Welcome to an enchanting land of golden pagodas, velvet shoes and lotus flowers. After decades of darkness and fear, the horizon is full of hope as visitors are being encouraged to explore the treasures of this unique Asian country once more, says Harriet O'Brien. Photographs by Martin Morrell
Early one morning I watched a farmer propelling a small piece of land across a lake. Around him jet-black cormorants and sharp-white egrets fished the still waters. On the misty shores behind, golden pagodas glinted from the tops of forested hills. It was a staggeringly beautiful scene.
It was surreal, too. The farmer was taking his plot to a floating nursery garden where the enterprising locals grow tomatoes, cauliflowers, beans and other crops. Cleverly created out of water hyacinths and silt, these lush little rafts (like island-allotments) are anchored together in a large plantation and tended from narrow longboats.

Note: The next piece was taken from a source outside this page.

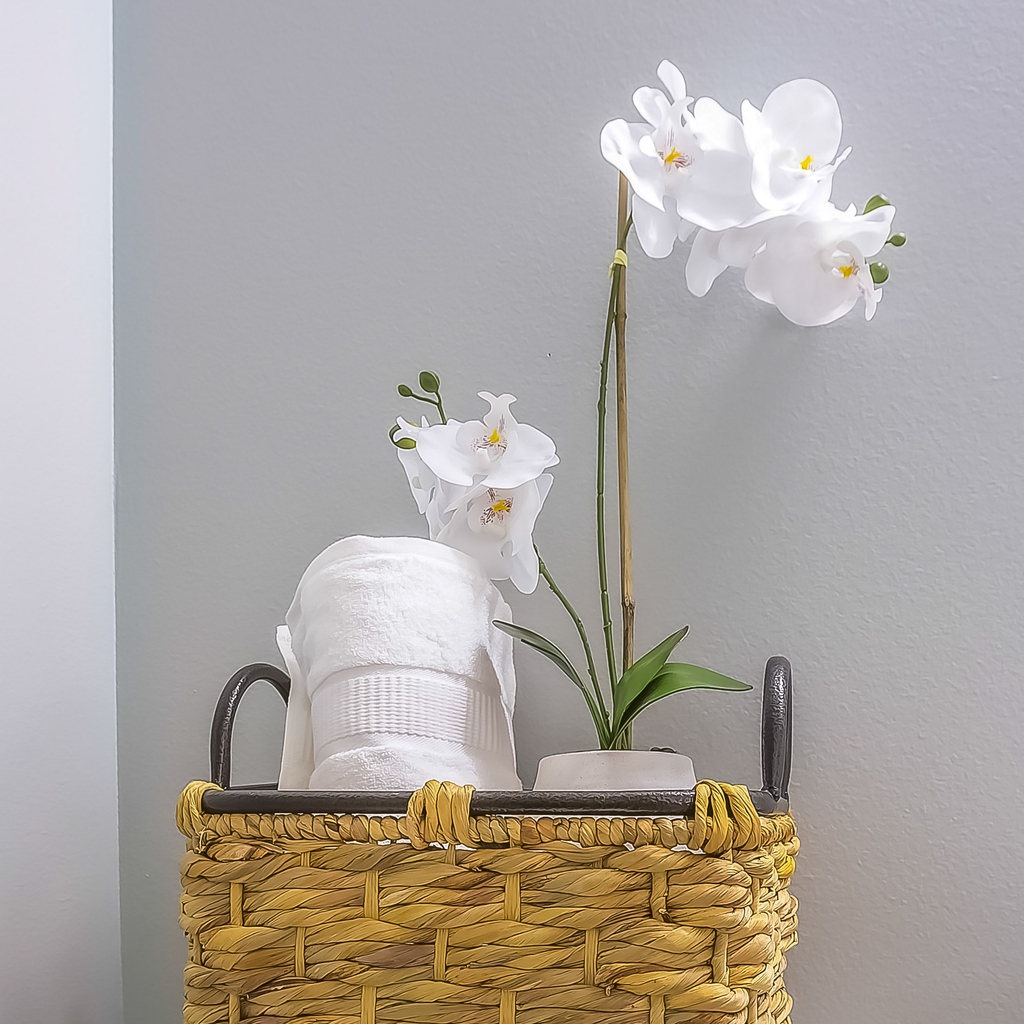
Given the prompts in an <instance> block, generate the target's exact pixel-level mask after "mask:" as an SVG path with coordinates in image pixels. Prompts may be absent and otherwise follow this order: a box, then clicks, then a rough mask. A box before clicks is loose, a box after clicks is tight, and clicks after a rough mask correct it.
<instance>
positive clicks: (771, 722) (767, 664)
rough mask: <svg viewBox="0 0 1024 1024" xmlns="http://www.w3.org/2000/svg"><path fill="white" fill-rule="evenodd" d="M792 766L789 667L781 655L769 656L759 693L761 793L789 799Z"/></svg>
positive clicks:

The serenity of the watery scene before me was shattered as a motorised longboat sped into view. It was filled with Burmese tourists who waved and cheered at me and the farmer. Then they zoomed out of sight. They left a wake of joy that was shortly augmented by another boat of happy, waving Burmese visitors. Like so much else in this extraordinary country, the floating world of Inle Lake was utterly enchanting.